Assignment 3, due November 23, 5% of class score

Instructions

Submit through OWL by the midnight of the due date
You may discuss the assignment with other students, but all code/report must be your own work
Assignment is to be done in Matlab
Deliverables: matlab code that you write yourself, and assignment write-up
Submit 2 files for your assignment: a pdf file with the report, and the code you wrote yourself (and only the code you wrote yourself) in one zipped file.
Indoor scene classification data for the assignment. There are ten different scene classes. Each scene class is in its own subdirectory. Each subdirectory contains 100 scenes (examples).
Use 80 samples for training 20 for testing.
Use the feature vector which is a combination of all feature vectors from assignment 1.
Useful matlab commands: predict, resubLoss, templateTree, fitensemble, kfoldLoss

Problem 1 (50%):
Use a bagged tree classifier, in matlab 'fitensemble' with options 'Bag', 'type','classification'. First use cross validation on the training data to select good values for the tree size, and the number of trees. Cross validation can be envoked with option 'kfold' in 'fitensemble'. I suggest using 5-fold cross validation. Trees of different sizes can be built with option 'MaxNumSplits' in 'templateTree' function. Use values 1,5,10, and 20 for 'MaxNumSplits'. For the number of trees, try values from 1 to 50. If you run cross-validation separately for numTrees = 1,2,...,50, it will take too long. Run 'fitensemble' with 'maxNumTrees' set to 50. You will get a cross-validated classifier 'ens'. Then use loss = kfoldLoss(ens,'mode','cumulative'). The 'cumulative' mode will tell you the loss (loss is just another name for error) for numTrees = 1,2,....,50. This saves a lot of time. On the same graph, plot number of trees vs. loss for each difreent tree type (i.e for 'MaxNumSplits' = 1,5,10,20) in different color. Discuss the plot.

Now retrain bagged classifier on all training data with maxNumTrees and MaxNumSplits giving the smallest error.

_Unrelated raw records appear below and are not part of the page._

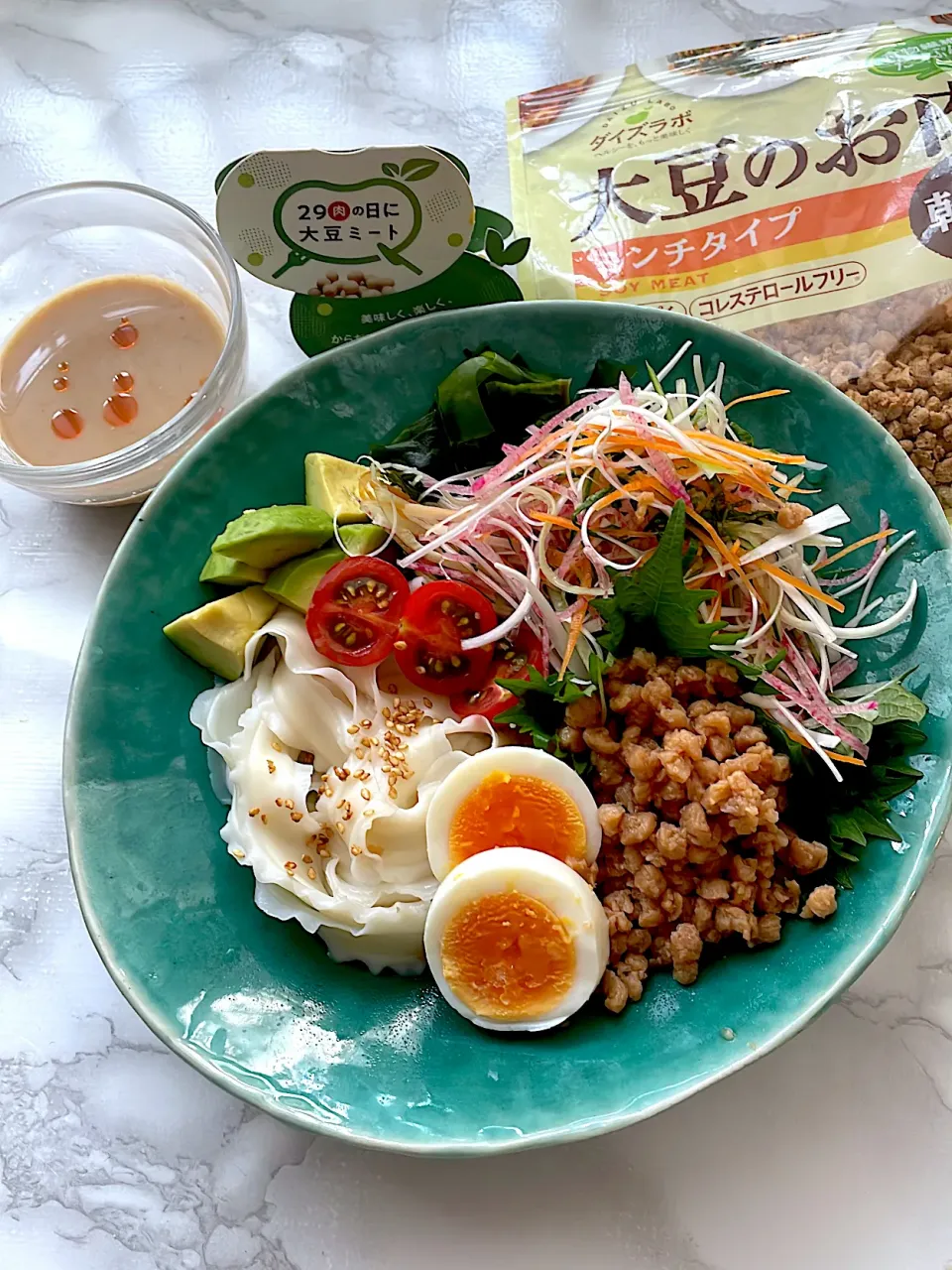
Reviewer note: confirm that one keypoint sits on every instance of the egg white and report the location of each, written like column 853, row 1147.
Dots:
column 544, row 879
column 517, row 760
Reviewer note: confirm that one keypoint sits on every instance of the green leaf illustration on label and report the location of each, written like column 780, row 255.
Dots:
column 921, row 56
column 417, row 169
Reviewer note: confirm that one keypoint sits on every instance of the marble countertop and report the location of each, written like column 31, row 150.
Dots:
column 833, row 1152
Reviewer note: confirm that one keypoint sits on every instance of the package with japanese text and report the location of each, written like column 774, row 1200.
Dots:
column 796, row 189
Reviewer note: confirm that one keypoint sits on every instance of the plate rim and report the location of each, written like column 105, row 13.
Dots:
column 571, row 1132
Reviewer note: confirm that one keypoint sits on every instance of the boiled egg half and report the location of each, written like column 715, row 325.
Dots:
column 512, row 797
column 516, row 940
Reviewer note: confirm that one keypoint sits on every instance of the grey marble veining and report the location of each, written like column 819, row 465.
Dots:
column 830, row 1153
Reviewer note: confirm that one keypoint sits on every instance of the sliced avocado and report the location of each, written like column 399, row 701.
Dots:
column 230, row 572
column 295, row 581
column 272, row 535
column 214, row 635
column 330, row 483
column 361, row 539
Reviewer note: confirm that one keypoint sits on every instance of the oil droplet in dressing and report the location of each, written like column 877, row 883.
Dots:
column 126, row 335
column 119, row 409
column 66, row 423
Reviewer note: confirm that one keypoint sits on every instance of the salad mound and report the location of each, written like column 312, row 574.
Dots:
column 658, row 612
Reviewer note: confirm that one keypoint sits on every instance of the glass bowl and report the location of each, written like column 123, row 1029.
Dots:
column 56, row 238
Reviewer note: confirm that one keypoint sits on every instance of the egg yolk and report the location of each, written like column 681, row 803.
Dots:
column 508, row 956
column 507, row 810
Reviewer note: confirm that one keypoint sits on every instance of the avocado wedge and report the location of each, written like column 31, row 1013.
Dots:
column 214, row 635
column 330, row 483
column 271, row 535
column 295, row 581
column 225, row 572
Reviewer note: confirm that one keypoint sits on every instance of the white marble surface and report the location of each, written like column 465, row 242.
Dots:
column 834, row 1152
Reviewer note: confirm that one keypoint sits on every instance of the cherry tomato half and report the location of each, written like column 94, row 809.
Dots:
column 356, row 611
column 436, row 619
column 512, row 658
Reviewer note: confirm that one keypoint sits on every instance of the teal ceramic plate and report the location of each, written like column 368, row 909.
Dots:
column 255, row 1003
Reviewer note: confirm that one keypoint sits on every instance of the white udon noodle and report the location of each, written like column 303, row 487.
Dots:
column 370, row 896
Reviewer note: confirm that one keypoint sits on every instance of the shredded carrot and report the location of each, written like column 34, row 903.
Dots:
column 716, row 539
column 574, row 633
column 841, row 758
column 544, row 518
column 758, row 397
column 800, row 585
column 862, row 543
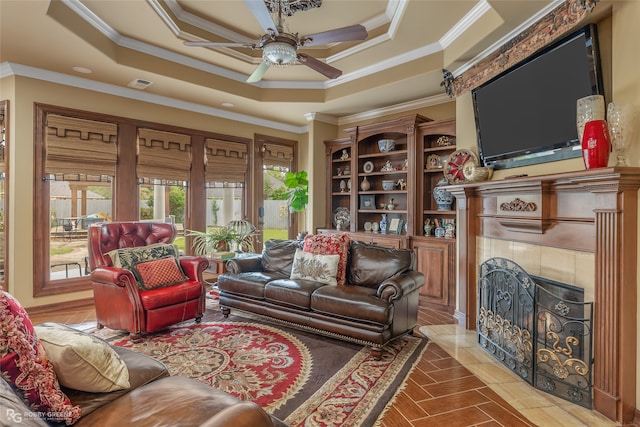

Report and discuss the cross validation, training and the test errors.
Problem 2 (20%):
Repeat problem 1 now with adaboost, option 'AdaBoostM2' in 'fitensemble'. You should report all the same errors/plots as for Problem 1. It is interesting to plot cross validation errors on the same plot as that in problem 1, to compare boosting and bagging.Discus difference in performance from Problem 1.
Problem 3 (20%):
This problem explores the relationship beteen cross validation, training, and test errors. Choose 'MaxNumSplits' > 5, 'MaxNumTrees' > 100, and find cumulative cross-validation error (with folds > 4) with an ensemble classifier (either 'bag' or 'AdaBoost'). Then re-train classifier on all training data, and find cumulative training and test errors. Plot cross-validation, training, and test errors vs. number of trees on the same plot with different colros. Discuss your plot.
Problem 4 (20%):
Try to develop a bagged or boosted classifier that peforms better than those you developedin the previous problems. Report cross validation, training, and test errors. Explain what you did. Things you can try: add more features, use larger trees, use more trees, etc.